Thursday, 08/09/2011 09:44

Vietnam tasting another bitter lesson in cement industry development

Four out of the 16 cement plant projects, which were guaranteed by the government when borrowing capital from foreign sources, have entreated help of the Ministry of Finance to pay due debts. The blunders made by Vietnam in the past when building blast furnace cement plants are repeating.

In 2010, China “declared the death” of 300 million tons worth of cement production capacity, mostly reverter furnace plants with the capacity of one million tons per year. The noteworthy thing is that the backward technologies given up by Chinese producers have been imported to Vietnam in a massive scale in the last 5-6 years.

According to an expert, it is estimated that 60-70 percent of reverter furnace cement plants in Vietnam are using Chinese technologies and equipment.

In 1990s, Vietnam once had to pay a heavy price for the development of blast furnace cement plants. Just within 7-8 years, 50 Chinese blast furnace cement production lines were imported to Vietnam, which were then forced to death by the government just several years later because of the backward technologies, which gobbled much energy and caused environmental pollution.

However, it seems that Vietnam has not drawn lessons from the “blast furnace cement plant” movement. After the blast furnaces shut down, localities began building reverter blast furnace cement plants, also with the Chinese backward technologies.

Chinese technologies have been preferred by Vietnamese enterprises because they are dirt cheap. Besides, it is easy to purchase equipment from Chinese suppliers, while it is more difficult to purchase equipments from European companies which only make products to orders.

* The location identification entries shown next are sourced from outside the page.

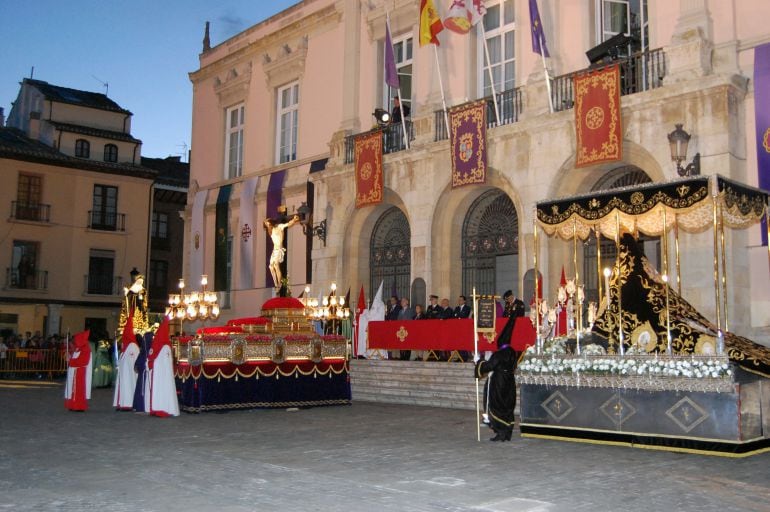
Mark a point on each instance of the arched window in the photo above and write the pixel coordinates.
(624, 176)
(110, 153)
(391, 254)
(491, 245)
(82, 148)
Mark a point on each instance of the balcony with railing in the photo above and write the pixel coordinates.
(16, 279)
(106, 221)
(392, 139)
(508, 105)
(640, 72)
(102, 284)
(34, 212)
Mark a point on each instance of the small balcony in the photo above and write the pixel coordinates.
(34, 212)
(26, 280)
(508, 105)
(640, 72)
(102, 284)
(106, 221)
(392, 139)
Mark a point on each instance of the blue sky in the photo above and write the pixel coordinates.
(143, 49)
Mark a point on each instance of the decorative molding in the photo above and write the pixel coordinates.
(288, 65)
(235, 86)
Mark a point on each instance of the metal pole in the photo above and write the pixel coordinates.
(441, 85)
(489, 71)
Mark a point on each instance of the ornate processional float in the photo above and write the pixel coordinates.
(644, 367)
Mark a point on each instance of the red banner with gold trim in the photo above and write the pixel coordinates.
(468, 139)
(368, 152)
(598, 126)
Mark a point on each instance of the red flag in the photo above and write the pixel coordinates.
(561, 319)
(368, 158)
(128, 337)
(160, 339)
(598, 127)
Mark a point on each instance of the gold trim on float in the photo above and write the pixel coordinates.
(651, 447)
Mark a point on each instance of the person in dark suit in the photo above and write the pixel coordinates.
(434, 310)
(394, 308)
(514, 307)
(462, 310)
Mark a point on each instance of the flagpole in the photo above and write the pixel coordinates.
(400, 102)
(441, 85)
(489, 70)
(545, 70)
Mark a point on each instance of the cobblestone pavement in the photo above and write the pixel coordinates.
(365, 457)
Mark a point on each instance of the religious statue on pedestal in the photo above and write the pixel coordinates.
(275, 228)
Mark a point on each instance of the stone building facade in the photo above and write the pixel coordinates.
(309, 78)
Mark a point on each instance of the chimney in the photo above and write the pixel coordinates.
(34, 126)
(206, 39)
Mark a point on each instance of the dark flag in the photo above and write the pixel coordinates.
(762, 118)
(221, 236)
(538, 36)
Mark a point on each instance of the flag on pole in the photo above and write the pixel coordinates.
(391, 73)
(464, 14)
(538, 36)
(430, 23)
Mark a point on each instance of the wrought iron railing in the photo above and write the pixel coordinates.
(508, 104)
(106, 221)
(26, 279)
(36, 212)
(102, 284)
(392, 139)
(640, 72)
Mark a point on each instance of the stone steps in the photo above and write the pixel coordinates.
(429, 383)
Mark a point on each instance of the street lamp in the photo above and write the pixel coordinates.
(678, 141)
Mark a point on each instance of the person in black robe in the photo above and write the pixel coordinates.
(144, 342)
(500, 391)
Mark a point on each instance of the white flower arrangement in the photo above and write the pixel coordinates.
(602, 365)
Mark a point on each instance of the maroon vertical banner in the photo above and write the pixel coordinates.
(368, 152)
(468, 139)
(598, 128)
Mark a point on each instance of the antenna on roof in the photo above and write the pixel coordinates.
(104, 84)
(184, 153)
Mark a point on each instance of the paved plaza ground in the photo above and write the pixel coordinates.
(365, 457)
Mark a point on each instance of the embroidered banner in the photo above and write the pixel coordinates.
(221, 252)
(368, 149)
(197, 235)
(246, 273)
(597, 117)
(468, 139)
(762, 118)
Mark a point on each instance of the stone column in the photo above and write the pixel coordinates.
(53, 322)
(351, 66)
(689, 55)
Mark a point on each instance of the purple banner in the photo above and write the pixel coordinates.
(468, 139)
(274, 190)
(762, 118)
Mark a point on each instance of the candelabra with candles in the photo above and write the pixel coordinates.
(197, 305)
(332, 308)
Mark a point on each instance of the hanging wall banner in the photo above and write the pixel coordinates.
(598, 126)
(368, 152)
(221, 252)
(197, 235)
(468, 139)
(246, 243)
(762, 118)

In 2004-2005, when the cement market was “scorching hot” with the demand always higher than the supply, Chinese production lines, which allowed to make products soon and had low prices, was the choice of most of Vietnamese investors.

However, the massive investment has quickly made the cement market become oversupplied. Just within seven years, the design capacity of the cement industry increased by three times, while the demand increased by two folds only.

Cement plants competing to die

Cement producers complain that they are meeting too many difficulties: the demand has dropped dramatically as a result of the policy on cutting public investments to fight against inflation.

However, analysts have pointed out that in fact, the problem of cement plants has existed for the last several years already. In order to compete with rivals in the context of overproduction, cement producers have to lower the sale prices to attract more buyers. In many cases, they accept to sell products at the prices lower than the production costs. The venturesome competition method has led to the fact that many companies have fallen into insolvency.

The analysts have also pointed out that in the competition, there is no winner, but all the rivals in the competition would have to die. If not counting on the price increases because of the inflation, the current cement prices would be even lower than the prices in 2003-2004, even though the input costs have increased by two or three times.

The lack of the harmonization between the cement production and infrastructure development has also been cited as a reason which has pushed cement manufacturers into big difficulties. Most cement plants are located in the north to be close to material areas.

Meanwhile, it is very costly to carry cement from the north to the south, when the demand is always very high, due to the bad infrastructure conditions, which makes the transportation costs high.

Meanwhile, Vietnam still does not have ports for cement and clinker. In order to carry cement to the south, it is necessary to carry cement on trucks from Ha Nam, Ninh Binh and Thanh Hoa, the land of most cement plants, to the nearby rivers, when the products will be loaded into barges to be carried back to the Cua Dua port in Quang Ninh province. There at Cua Dua, cement will be loaded into big ships to be carried to the south.

With the way of transport, it costs about 700-800,000 dong to carry one ton of cement to the south, or 40-45 percent of the retail prices.

This explains why the cement plants, which are in the high risks of getting bankrupted, are the ones located in the north of the central region, Ha Nam and Ninh Binh.